Let me think about this for a second...Okay, I've thought about it and I believe you're very wrong.
First of all, do you have Dwarf 3 or have you ever used a Dwarf 3? Or are you basing everything you believe to be true on videos from folks that were given Dwarf 3 units for free, with the agreement that they would produce positive press?
I have one, and was not given one of those early publicity/press units. Mine is from the first production shipment that I got because of a very early preorder.
It produces very nice images over very long periods while in EQ mode. Alt-as acquisition is mostly ruined by the huge amount of field rotation that happens because of how long it takes to get good image quality.
I am also thinking of selling it, and yes, I I have preordered an S30.
Okay, you want to know what's wrong with the Dwarf 3 in the real world?
- It is very slow. To get a decent image literally takes hours of exposure. With polar alignment and 45 second subs, I haven't seen anything useful come from it in less than two hours. Top quality images take longer.
- The JPG output from the scope is terrible. Admittedly this is just my opinion, but it's not good enough for anything besides a preview of what's happening.
- To get decent images requires stacking individual subs and processing in external apps. This is likely beyond the scope (see what I did there?) of what most users of a $500 product will be interested in doing.
- And yes, you have to stack the subs. The TIFF that is saved in the scope is already stretched and is only a bad 16-bit version of the bad JPG preview. It is almost completely useless for any kind of processing because it's already stretched and somewhat processed.
- The software is badly designed and very odd to use. DwarfLab did a rewrite earlier this year and evidently redesigned large portions of it, but it is still pretty bad and cumbersome to use. I've been told that you can reframe an image, but I have yet to be successful at it.
- The software is incomplete. They promised mosaic mode, it isn't there. The promised AI trained noise removal and superior JPG quality isn't there. Or if the noise removal is there, it needs a lot more training because it looks worse than competitors.
- There is no attempt to save settings or even retain them as you move through the seemingly endless steps to set up a shot. And if you go back to redo an earlier step, it completely forgets any later settings when you get back to that step. Don't even ask if you can retain settings from session to session.
- If I really wanted to live with polar alignment, I would have spent my money on something much more capable than the Dwarf 3. I'm not going to get into the issues with how they set up polar alignment because that would be whole other post. Suffice it to say that with a specific set of steps that work around their implementation, I can usually get good enough alignment in around ten minutes.

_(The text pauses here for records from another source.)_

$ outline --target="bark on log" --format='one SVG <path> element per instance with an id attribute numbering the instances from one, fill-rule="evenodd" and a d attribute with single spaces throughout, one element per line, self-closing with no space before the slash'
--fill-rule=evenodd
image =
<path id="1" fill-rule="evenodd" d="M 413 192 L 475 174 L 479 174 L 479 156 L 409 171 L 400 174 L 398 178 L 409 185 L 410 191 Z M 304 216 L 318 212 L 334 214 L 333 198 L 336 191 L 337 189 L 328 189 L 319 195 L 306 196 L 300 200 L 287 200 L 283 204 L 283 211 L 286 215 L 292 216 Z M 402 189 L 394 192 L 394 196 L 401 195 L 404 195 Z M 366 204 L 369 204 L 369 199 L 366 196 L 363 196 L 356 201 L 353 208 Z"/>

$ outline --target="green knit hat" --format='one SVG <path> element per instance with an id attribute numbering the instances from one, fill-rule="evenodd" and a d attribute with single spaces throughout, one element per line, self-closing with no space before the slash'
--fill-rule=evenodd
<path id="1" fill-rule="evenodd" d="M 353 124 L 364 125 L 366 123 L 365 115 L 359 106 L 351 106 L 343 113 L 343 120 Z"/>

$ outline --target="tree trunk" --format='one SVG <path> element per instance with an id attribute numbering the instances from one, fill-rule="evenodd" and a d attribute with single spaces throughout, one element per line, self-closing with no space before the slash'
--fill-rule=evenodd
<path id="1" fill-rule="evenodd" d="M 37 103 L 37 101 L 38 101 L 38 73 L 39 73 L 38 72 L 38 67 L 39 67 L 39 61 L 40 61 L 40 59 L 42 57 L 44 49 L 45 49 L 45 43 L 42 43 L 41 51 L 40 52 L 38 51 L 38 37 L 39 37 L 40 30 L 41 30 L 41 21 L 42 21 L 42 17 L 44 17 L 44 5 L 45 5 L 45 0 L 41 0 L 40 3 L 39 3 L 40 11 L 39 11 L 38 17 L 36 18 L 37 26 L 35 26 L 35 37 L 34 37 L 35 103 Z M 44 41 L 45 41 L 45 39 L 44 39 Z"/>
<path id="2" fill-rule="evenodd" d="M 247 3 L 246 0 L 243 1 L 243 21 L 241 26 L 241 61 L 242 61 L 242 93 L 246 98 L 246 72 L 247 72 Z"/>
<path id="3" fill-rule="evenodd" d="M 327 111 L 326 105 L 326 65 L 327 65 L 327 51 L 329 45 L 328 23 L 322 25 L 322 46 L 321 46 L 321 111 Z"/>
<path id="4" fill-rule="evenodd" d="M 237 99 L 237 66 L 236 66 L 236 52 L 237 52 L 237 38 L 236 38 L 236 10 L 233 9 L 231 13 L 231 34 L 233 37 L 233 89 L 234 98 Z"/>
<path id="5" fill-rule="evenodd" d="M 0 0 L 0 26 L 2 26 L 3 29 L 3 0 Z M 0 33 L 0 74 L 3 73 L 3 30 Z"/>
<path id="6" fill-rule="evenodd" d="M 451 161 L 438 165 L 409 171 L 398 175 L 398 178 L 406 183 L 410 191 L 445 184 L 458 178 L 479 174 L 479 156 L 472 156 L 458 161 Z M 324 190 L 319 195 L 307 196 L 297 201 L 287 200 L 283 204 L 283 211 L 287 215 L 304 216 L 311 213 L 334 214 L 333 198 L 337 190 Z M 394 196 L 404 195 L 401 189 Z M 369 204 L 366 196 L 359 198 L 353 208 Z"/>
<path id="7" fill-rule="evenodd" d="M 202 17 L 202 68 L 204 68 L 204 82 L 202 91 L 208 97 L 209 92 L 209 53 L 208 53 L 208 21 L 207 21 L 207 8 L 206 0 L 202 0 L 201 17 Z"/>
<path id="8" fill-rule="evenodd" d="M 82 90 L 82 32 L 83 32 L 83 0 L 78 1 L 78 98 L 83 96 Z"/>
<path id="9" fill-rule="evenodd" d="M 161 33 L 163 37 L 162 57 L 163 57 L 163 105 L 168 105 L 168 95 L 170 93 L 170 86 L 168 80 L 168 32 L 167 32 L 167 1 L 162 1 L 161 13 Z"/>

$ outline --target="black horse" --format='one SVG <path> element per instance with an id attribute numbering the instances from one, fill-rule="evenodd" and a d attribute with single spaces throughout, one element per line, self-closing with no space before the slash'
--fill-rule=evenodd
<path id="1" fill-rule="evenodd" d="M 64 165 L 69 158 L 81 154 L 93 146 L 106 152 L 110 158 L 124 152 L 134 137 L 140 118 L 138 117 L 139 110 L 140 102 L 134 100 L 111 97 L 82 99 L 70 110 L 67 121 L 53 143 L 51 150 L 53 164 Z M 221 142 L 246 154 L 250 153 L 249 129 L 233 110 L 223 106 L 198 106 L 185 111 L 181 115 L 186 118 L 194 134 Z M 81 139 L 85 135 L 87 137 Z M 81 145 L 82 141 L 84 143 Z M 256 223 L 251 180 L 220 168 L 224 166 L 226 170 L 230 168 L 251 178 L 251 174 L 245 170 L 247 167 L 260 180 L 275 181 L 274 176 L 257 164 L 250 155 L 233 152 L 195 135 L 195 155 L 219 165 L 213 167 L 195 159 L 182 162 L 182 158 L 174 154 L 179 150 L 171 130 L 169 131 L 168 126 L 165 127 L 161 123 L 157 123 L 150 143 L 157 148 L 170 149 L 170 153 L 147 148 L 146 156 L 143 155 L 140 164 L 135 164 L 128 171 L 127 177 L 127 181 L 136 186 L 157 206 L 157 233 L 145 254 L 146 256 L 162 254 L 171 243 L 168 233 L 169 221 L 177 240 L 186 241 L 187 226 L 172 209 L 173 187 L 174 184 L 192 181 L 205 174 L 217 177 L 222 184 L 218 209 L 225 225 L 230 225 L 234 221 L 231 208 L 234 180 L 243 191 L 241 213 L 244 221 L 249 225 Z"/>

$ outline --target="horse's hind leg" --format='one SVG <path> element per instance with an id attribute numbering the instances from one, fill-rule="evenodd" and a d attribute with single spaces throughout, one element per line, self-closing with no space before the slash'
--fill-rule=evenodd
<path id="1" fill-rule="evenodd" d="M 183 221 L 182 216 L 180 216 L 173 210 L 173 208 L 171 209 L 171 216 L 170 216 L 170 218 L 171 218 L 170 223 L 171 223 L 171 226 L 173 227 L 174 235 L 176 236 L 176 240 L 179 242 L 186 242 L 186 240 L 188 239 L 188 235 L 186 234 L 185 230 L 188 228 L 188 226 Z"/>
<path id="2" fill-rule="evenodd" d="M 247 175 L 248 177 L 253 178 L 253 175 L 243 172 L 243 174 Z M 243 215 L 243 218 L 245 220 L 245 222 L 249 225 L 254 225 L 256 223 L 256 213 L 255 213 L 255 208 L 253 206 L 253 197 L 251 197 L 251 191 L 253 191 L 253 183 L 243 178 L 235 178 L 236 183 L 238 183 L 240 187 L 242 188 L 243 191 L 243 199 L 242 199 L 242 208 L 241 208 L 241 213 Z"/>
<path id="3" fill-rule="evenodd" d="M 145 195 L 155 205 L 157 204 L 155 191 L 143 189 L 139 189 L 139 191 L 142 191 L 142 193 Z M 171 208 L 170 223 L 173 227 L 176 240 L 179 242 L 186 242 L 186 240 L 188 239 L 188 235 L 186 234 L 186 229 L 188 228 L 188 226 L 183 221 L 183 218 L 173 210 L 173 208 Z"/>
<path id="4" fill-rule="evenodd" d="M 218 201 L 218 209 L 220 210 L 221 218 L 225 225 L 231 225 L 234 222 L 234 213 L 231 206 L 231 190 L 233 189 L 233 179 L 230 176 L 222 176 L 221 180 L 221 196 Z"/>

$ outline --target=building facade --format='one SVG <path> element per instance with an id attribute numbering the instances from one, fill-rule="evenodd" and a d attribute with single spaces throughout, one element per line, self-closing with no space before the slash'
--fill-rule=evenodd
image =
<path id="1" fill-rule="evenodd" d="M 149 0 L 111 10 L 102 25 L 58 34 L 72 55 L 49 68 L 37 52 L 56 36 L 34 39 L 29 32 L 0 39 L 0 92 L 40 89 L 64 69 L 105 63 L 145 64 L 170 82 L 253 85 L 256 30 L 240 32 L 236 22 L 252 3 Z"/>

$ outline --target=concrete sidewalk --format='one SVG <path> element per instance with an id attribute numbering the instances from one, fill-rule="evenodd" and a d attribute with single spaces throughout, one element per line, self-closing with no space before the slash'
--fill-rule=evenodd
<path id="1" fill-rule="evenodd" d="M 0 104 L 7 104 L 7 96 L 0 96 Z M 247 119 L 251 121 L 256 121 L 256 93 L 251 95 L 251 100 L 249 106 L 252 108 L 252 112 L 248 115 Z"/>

But with lots of time and lots of work, the Dwarf 3 can produce some very nice images.
I'm going with the S30 for a tiny grab and go scope because of what I've already seen over the last year with the S50. Yeah, it's been a year. I was one of the early preorders on it, too. Early adopter seems like the story of my life.
The S50 produces very good output from a consistent and easy to use interface. It's field-of-view was way too limited for a lot of targets, but the recent 2.1.0 release cured that with ZWOs introduction of mosaics. The same statement holds true for support of polar alignment in the Seestar. Yeah, a few folks are doing a hacked together process that doesn't work very well, but with the mosaic capability, it's not needed.
The Seestar mosaic mode (in the app they call it 'Framing') removes most of the advantages of EQ mode. It removes field rotation artifacts, and it removes walking noise. The other thing I've found in using an S50 and Dwarf 3 side-by-side, is that for similar sized targets, their acquisition time is comparable. IOW--the Dwarf 3 with it's nice large sensor, and the S50 at a full 2X magnification take similar pics of a target in roughly equivalent time. But here's the key point. With the S50 I don't have to use that large slow field all the time. I can shrink it down to the size of the target. In the future, I'll probably use a very small mosaic for all captures because of the image quality it produces. the only real polar alignment advantage that the Seestar mosaic mode doesn't overcome is the use of longer subs, but I can live with that.
I expect the S30 to produce similar results in a smaller package. It has a larger FOV with a smaller aperture, but I believe that will be offset (mostly?) by the superior sensor.
Sorry, but in the real world, at least for me, the Dwarf 3 loses, and it isn't even close.